I do not find any clues about the cause of the failure. The result is that the backup is automatically cancelled after 6 hours where it took 4 hours before and it only walked about 50% of the files and 20% of the data volume opposed to a usual complete backup run. The capacity of the tape is also not used (90% before, now only a fraction of it).
I tried to turn of the single instance backups and also tried turning of using snapshot providers to no avail.
There is no error message as the backup job times out before it can finish (so in fact the error is "backup job did not complete within time" or similar).
Update: The problem persists with or without AOFO. We also ran the cleaning tape. 4 tapes are in use since about 2 years, one tape is pretty fresh. Both generations of tapes show the same issues so it seems not related to the tape. However we are going to try again with a brand-new one.
Any ideas how to debug this?
You can Debug BEX using the SGMon utility, it is in the program directory.. however, it has quite extensive output..
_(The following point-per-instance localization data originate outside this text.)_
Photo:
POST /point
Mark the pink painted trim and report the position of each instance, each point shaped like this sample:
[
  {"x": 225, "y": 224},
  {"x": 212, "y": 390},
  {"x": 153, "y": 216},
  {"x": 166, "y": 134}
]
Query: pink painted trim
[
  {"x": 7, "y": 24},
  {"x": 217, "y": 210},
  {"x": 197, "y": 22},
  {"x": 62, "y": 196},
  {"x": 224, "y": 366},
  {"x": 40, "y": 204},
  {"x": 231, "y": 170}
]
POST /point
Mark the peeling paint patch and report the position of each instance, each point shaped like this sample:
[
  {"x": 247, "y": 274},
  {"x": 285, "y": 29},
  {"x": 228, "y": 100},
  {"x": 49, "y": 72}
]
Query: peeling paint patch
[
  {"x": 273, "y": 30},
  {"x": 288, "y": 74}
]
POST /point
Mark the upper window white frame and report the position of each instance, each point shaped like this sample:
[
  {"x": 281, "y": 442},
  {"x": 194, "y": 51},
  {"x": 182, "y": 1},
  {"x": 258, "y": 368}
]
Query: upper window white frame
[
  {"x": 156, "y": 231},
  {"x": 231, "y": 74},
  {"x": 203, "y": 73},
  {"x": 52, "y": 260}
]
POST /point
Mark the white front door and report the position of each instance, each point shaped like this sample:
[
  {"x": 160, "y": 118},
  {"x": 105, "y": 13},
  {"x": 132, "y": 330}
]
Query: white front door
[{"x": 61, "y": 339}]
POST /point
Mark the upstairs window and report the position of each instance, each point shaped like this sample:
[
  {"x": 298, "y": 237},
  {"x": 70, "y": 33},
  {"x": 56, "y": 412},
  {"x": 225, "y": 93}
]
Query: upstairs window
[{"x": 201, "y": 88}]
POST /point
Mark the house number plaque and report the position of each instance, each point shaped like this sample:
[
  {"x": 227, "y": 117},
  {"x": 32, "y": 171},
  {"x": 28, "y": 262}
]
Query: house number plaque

You can also create smaller jobs, and run them sequentially, or, to back them up to a "folder" first, then run a "duplicate" backup job to tape. If it fails on the folder job, its a network/source issue, if it fails on the tape, its a drive[r]/tape issue.
One of our servers started to do something like this, we got the drive itself replaced ASAP, problem solved.
Check your job logs. This kind of thing is generally caused by BE having a screaming fit over a single file somewhere (possibly an Access database, PST or similar on a file share which a user has left a file lock on), and it should be immediately possible to identify precisely the point during the job at which things slow down.
The capacity of the tape is also not used (90% before, now only a fraction of it).
I've seen behaviour like this, and what the problem was was that the tape set was X uncompressed, and X*2ish compressed. Once I got more than X, the backup slowed WAY down (because of the compression overhead) and suddenly I had all this extra space.
There has to be at least one remote agent involved, the one on the server you're backing up, even if it's the backup server itself. Have you checked the tape drive for any errors or alerts? does the tape drive need cleaning? Are you using the AOFO?